In the olden days teenage girls sat by the phone willing it to ring. Thankfully, in this era of on-the-go eterno-contact, you needn't sit at home to do this.
Instead, you can do all manner of distracting things while you will your phone to ring.
Brilliant advancements in technology mean that, should you happen to find yourself sitting at home waiting for your phone to ring, you can simply switch it off and hide it under a cushion before you go insane.
But it's getting harder and harder to switch off completely.

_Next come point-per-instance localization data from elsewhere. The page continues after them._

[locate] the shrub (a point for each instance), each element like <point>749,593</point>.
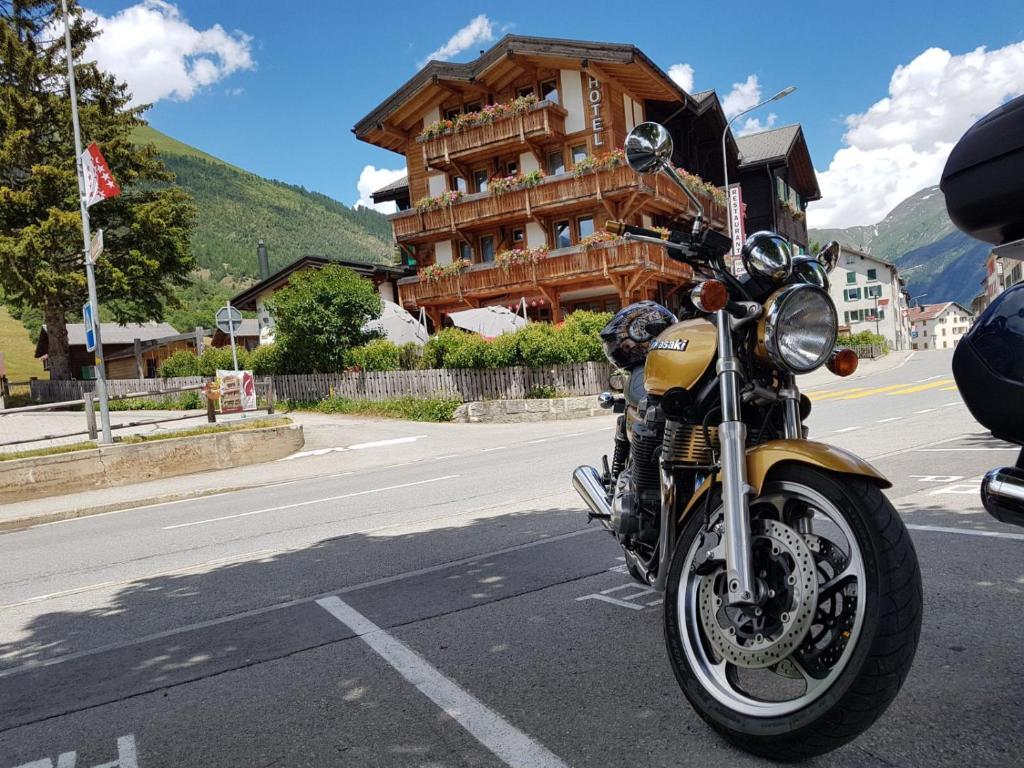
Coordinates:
<point>379,354</point>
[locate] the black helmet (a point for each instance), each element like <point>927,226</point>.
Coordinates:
<point>627,338</point>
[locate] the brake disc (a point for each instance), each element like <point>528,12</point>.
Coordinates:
<point>760,636</point>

These days, you can evaluate your popularity and your social prowess by how many things you need to log into every time you open your computer, or tablet.
And you can bet your 10,000 Facebook friends that, during those tricky moments when your phone refuses to ring, all those many methods of mass communication will call out like sirens to fill the irksome gap created by your phone's stubborn silence.

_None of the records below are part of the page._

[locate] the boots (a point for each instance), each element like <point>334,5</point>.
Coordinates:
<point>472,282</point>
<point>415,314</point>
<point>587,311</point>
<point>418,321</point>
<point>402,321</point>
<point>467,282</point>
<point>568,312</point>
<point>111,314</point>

And this is how you go from relaxing on the sofa with a book and your mobile hidden down the crack at the side to frantically checking your every other communicative portal to the outside world, hair awry and heart racing as you Facebook-stalk a stranger using all the giddy stealth of a huntsman tracking a prize stag.

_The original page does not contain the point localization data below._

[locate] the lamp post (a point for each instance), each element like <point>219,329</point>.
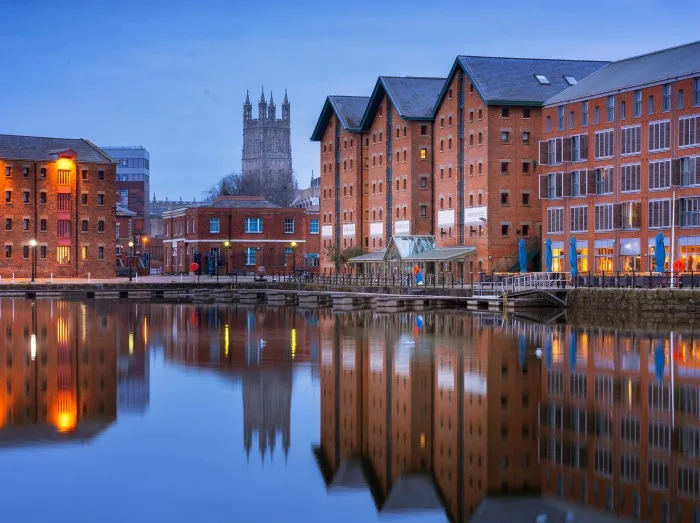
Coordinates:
<point>32,244</point>
<point>130,256</point>
<point>294,259</point>
<point>227,244</point>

When the madness finally passes and you eventually breathe again, you realise just how ingrained in your head all these various things and their sundry passwords really are.
You find yourself composing tweets in the shower, which you know you can never actually tweet because people will either think a) you're tweeting from the shower (which is lame) or b) you are tweeting a pensee you fine-tuned in the shower (even lamer).
You see the Facebook login page in your mind's eye every time you find yourself in a situation which might either make people jealous or make them think you're cool.
Your moral compass becomes swayed by the GPS on your phone, with the potential to let everyone know should you accidentally-on-purpose end up in a trendy place.
Is the solution to remove yourself from these spheres? That doesn't work, because, every so often, someone else will reveal your whereabouts in a post of their own, or you'll end up in the background of a picture - tagged as part of the furniture of another's existence. You can't escape. And you know it.
Perhaps this should be heartening. Perhaps it means that you're necessary - indispensable even.
But it too frequently taps into something darker, which means you're no longer qualified to spend time on your own without checking there isn't something more fun you should be doing. And it leads - in certain acute cases - to that weird state of social telekinesis, when you happen to look at your phone and it starts ringing, even though you have been willing it to for the past three hours without any success.
It's the mental equivalent of those funny noises radios make when a phone nearby is about to start buzzing. Except those noises are inside your own head.
But, still, at least someone is ringing you, right? And you can close Facebook, Twitter and all the other things you have been using to answer.
"What am I up to? Oh, you know, nothing much. Sometimes it's just so good to have some time to yourself, isn't that right?"